Michaelis’ Organisation der Bildfläche hält eine genau austarierte Balance zwischen Konstruktion und Geste, der rationalen Unnachgiebigkeit des Pattern und den der kalkulierenden Verfügungsgewalt der Künstlerin entzogenen Spuren des Farbauftrags. Beim visuellen Zusammenklang von maschinell erzeugten und frei aus dem Malprozeß entwickelten Bildstrukturen bleiben die Spuren der Arbeit – Umrißlinien der Schablonen, Ansatzpunkte der Zirkel, Linien der Pinsel- oder Spachtelführung – als Signaturen der Gemachtheit erhalten und verweisen unmittelbar auf die Materialität des Bildes und den Vorgang seines Entstehens.
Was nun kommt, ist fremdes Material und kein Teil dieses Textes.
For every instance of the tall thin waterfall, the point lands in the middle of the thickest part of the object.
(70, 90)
Wie auf einem wohlinformierten Raubzug durch die Hard-edge-Ästhetik übergeht Michaelis ihre Bilder in ungezählten Arbeitsschritten, transformiert entstandene Konfigurationen durch Abwaschen, Abkratzen, Abschleifen, konterkariert sie mit gegenläufigen Strukturen und kombiniert die Resultate verschiedener Bearbeitungsstufen.
Die so entstandene meist extrem dichte Textur der Bilder (Googelplex; Destinat, beide 2007) zwingt den Betrachter zu einer prozessualen Perzeption, in der sich der Schichtenaufbau des Farbauftrags erst nach und nach zu erkennen gibt und das Auge versucht, die Malschichten Schritt für Schritt wieder abzutragen. In der Hermeneutik solcher Rekonstruktionsversuche früherer Zustände eröffnet sich dem Blick eine zeitlich determinierte Raumtiefe der Bilder, die ihre Betrachtung zur archäologischen Aufgabe macht. Präsentiert sich Lybia Hill (2006) zunächst als von einer großen durch Kreissegmente kleeblattförmig definierten schwarzen Fläche dominiert, so erschließt sich erst in dem Maße, wie das Auge sich an die Dunkelheit gewöhnt, der Reichtum an farblichen Valeurs, geometrischen Formen und amorphen Fakturen, der unter dieser Oberfläche wie begraben zu liegen scheint. Bei diesem Durch-Sehen der Struktur als archäologischem Prozeß setzt die minutiöse malerische Detailfülle den Perzipienten in Bewegung, verführt ihn zum immer näheren Herantreten an das Bild, bis das Auge zur Hand wird, um die haptischen Qualitäten einzelner Partien auszukosten. Kann der Blick im Falle der Papierarbeiten hier jedoch weiterhin die gesamte Bildfläche erfassen, so verliert sich die Gesamtkomposition bei der immer stärkeren Fokussierung der großen Formate (Hailsham, 2007, 255 x 235 cm). In der Entschleunigung und sukzessiven Fokussierung des Blicks wird damit die Frage der Formate auch zur Frage nach der visuellen Erreichbarkeit von Bildelementen, wenn die Künstlerin komplex durchgearbeitete Partien in großer Höhe dem analysierenden Zugriff des Auges entzieht.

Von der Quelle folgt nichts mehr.